As I continue to examine the question of lovability, I also thought of the people who loved me the most — My maternal grandmother, my kindergarten teacher Mrs. Weisent, and my dearest friends. I realized that none of these people loved me for my accomplishments or what I can do for them. They were often there with me when I was at my weakest, neediest, saddest, precisely when I had very little to give.
I didn’t know at the time, but my mulling over the question of lovability kicked off a series of introspection, and over time, I came to realize that my therapist was right. This realization has helped me be a better person for myself and others. As I can love myself more, the constant gnawing inner voice that says I am not good enough started to subside, and in its place came another that is supportive, self-reassuring, and accepting.

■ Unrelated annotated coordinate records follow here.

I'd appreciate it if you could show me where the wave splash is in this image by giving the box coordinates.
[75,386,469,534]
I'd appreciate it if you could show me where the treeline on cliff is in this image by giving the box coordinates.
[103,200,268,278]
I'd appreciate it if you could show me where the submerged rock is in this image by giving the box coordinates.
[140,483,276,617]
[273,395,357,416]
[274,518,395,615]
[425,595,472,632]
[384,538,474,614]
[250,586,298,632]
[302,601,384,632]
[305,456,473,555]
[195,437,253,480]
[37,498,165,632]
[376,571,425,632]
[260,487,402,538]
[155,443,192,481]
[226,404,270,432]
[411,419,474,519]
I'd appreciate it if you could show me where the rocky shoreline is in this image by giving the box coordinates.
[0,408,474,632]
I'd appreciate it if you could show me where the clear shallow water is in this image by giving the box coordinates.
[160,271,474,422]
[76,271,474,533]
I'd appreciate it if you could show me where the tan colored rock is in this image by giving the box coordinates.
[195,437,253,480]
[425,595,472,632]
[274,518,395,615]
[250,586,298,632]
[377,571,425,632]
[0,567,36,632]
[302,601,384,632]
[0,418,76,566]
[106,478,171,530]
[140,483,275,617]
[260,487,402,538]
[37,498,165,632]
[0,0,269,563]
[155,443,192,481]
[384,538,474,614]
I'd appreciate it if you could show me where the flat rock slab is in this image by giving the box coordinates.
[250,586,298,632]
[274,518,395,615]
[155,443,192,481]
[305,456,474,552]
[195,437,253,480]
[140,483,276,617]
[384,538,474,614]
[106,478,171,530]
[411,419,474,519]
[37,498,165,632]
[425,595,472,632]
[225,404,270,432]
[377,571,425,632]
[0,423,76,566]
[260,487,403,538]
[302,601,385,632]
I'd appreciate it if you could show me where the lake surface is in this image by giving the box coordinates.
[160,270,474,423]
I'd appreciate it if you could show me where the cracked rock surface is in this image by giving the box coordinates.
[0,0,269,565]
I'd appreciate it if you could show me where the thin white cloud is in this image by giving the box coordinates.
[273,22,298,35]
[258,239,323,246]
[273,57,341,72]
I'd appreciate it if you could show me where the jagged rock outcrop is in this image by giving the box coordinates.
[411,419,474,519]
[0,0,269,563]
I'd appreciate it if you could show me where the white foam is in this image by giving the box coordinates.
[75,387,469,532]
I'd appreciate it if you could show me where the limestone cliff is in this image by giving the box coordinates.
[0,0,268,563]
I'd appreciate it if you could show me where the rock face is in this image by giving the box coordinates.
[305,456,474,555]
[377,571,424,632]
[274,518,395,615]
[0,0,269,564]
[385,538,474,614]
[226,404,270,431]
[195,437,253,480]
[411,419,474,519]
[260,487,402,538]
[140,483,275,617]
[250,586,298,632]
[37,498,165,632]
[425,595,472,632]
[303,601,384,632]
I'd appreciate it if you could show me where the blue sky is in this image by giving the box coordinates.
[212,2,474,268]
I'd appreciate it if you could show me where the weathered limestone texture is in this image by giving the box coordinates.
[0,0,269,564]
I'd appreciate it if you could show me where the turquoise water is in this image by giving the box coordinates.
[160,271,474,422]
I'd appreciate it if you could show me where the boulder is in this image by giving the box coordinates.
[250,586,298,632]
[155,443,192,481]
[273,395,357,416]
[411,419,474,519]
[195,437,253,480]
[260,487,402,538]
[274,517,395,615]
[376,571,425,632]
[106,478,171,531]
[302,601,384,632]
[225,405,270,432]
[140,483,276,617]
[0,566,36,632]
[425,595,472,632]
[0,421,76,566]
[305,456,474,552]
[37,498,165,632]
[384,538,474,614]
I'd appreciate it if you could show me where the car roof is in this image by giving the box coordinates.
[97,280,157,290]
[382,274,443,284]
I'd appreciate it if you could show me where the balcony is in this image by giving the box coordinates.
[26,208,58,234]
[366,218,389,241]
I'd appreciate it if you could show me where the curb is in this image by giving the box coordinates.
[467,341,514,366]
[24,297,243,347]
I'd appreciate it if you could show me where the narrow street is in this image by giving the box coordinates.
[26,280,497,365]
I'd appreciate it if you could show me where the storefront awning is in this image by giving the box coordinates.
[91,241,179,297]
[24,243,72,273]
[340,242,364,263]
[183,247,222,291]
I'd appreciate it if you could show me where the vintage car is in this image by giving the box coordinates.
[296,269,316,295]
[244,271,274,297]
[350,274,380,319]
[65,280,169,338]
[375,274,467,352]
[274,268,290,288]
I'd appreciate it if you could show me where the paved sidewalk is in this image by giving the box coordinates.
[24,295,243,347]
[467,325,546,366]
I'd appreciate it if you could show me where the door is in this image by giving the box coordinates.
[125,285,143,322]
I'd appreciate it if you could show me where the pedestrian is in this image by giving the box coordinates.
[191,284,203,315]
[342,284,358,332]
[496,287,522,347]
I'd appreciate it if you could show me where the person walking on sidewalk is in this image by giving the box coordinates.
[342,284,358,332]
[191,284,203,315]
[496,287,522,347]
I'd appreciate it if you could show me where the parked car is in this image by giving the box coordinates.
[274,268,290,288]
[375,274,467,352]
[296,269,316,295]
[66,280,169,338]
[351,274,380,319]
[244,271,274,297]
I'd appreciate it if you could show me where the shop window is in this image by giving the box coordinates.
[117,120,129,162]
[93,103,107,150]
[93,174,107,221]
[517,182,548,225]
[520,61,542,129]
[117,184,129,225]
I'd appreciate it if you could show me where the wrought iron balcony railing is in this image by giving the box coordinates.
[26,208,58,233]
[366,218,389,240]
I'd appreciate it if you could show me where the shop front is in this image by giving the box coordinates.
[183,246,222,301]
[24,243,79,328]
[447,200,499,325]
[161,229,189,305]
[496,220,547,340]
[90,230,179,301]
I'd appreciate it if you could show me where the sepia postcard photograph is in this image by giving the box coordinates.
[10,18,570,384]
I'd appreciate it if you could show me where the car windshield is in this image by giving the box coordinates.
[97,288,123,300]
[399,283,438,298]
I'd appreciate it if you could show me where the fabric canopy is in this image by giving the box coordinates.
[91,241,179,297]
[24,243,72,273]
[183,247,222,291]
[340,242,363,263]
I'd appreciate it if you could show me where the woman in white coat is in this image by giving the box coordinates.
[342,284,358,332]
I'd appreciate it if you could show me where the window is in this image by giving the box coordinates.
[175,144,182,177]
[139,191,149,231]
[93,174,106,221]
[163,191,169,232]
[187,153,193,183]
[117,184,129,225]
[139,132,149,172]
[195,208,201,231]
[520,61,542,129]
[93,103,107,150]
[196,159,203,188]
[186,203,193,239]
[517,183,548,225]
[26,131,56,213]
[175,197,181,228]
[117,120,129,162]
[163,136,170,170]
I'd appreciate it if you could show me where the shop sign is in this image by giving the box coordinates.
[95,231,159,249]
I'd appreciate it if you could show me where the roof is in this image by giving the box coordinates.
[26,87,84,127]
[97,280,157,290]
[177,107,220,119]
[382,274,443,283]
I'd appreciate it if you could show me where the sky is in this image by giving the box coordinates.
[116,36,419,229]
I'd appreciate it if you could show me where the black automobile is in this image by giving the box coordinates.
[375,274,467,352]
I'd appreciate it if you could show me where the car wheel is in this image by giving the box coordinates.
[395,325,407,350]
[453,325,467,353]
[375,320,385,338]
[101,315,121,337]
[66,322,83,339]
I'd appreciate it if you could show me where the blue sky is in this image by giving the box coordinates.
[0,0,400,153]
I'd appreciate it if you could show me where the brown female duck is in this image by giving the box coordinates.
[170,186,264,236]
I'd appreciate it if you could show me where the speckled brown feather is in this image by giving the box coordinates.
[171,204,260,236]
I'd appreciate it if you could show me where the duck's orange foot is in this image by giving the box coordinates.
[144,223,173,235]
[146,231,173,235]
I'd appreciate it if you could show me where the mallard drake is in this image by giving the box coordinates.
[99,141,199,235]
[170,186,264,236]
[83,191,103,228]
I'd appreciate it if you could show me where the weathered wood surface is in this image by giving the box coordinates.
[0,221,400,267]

As I begin to love myself more (see my self-love practices), I also started to explore how to set healthy boundaries. Growing up, it was not safe to push back on my parents, and my subconscious, with its wounded inner child, stayed there, helpless and afraid. However, once I questioned the assumption that setting boundaries is unsafe, and woke up to the reality that I am a grown-up able to stand up for and protect myself, I was able to talk to my inner child and help her grow up.
Journey to self-love
Asserting oneself, like any other communication skill, takes practice, and I’ve certainly at times overdid it and came across as aggressive, and at other times, not enough and let people step over me. However, with concerted effort and constant self-reflection (“What did I do well? What could I do better next time?”), my ability to skillfully pushback improved. The more I stood up for myself, the more I trusted my ability to protect myself and be my own best friend, and the less trepidation I felt towards doing it.

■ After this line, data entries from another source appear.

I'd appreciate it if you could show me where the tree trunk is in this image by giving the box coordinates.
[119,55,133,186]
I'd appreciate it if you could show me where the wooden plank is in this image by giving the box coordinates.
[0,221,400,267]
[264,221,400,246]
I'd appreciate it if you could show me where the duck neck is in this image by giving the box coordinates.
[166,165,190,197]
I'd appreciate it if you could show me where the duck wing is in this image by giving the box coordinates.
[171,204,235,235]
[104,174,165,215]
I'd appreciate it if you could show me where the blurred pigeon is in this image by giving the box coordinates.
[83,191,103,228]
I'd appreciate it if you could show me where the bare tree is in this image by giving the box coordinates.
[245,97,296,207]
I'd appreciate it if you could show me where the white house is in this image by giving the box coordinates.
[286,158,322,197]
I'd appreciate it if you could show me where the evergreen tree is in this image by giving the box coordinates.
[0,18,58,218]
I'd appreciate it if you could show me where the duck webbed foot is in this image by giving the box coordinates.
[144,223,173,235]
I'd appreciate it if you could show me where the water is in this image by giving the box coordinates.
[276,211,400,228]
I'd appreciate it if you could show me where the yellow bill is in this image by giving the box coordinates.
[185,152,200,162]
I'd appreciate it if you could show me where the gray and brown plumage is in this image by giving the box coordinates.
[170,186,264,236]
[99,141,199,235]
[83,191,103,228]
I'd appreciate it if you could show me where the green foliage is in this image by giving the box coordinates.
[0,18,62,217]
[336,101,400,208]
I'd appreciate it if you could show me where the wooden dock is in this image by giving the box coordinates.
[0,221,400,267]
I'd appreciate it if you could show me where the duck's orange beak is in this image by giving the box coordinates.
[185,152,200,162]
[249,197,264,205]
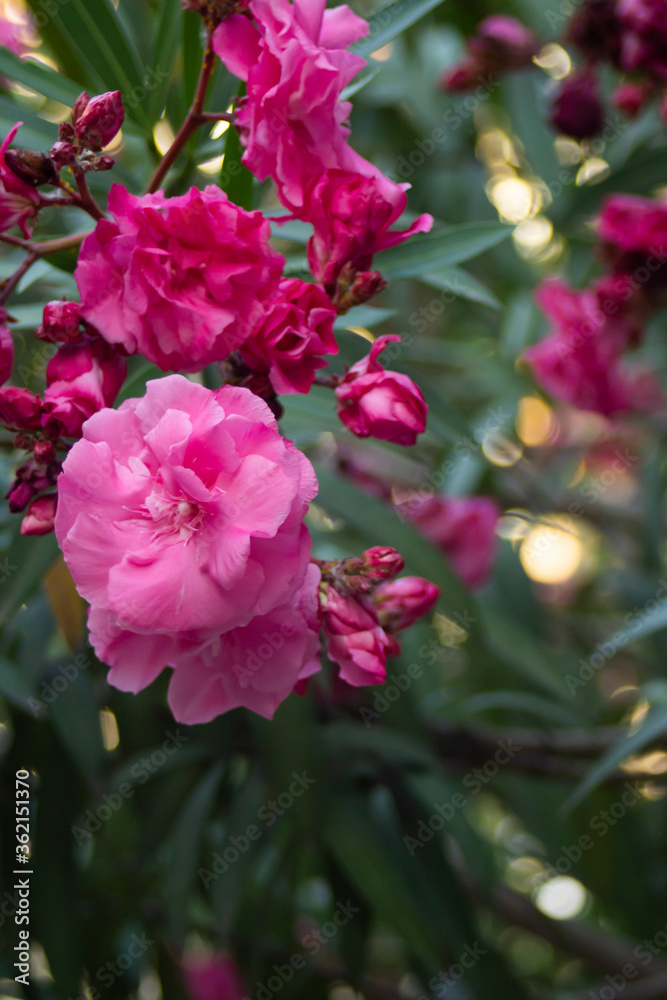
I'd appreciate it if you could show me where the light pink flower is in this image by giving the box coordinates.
[398,495,500,587]
[241,278,338,394]
[335,334,428,445]
[181,954,245,1000]
[322,586,399,687]
[75,184,284,372]
[213,0,368,213]
[0,122,41,238]
[302,165,433,288]
[56,375,319,723]
[42,338,127,437]
[0,306,14,385]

So back to my girlfriends. My advice to them is to love themselves enough to be willing to set boundaries and enforce it with action, and to love oneself enough to be ok with the guy leaving if he so chooses. Ultimately, we have to stand by ourselves and to be our own best friend.
Shortly after my ex-husband left, a dear friend counseled that I should rejoice alone time, because “You are a lot of fun to be with!” Back then, I took it as something nice a friend would say to another friend, but over the years, I’ve come to realize the truth of it. Nowadays I could spend hours reading, journaling, playing the piano, or singing by myself, and be perfectly happy and content. Because I enjoy spending time with myself, it was natural and easy to raise the bar on what I will accept romantic partner-wise. Whoever comes into my life has to be awesome for me to prefer to spend time with him instead.
It took over five years, but it was soon after I made peace with the possibility that I will perhaps be single for the rest of my life, that I met the love of my life — a strong, virtuous and kind man that I respect and adore with all my heart.
Ultimately, we teach people how to treat us. When we are ready and willing to love and honor ourselves, we will have the right to ask the same from others, and that’s when the magic happens.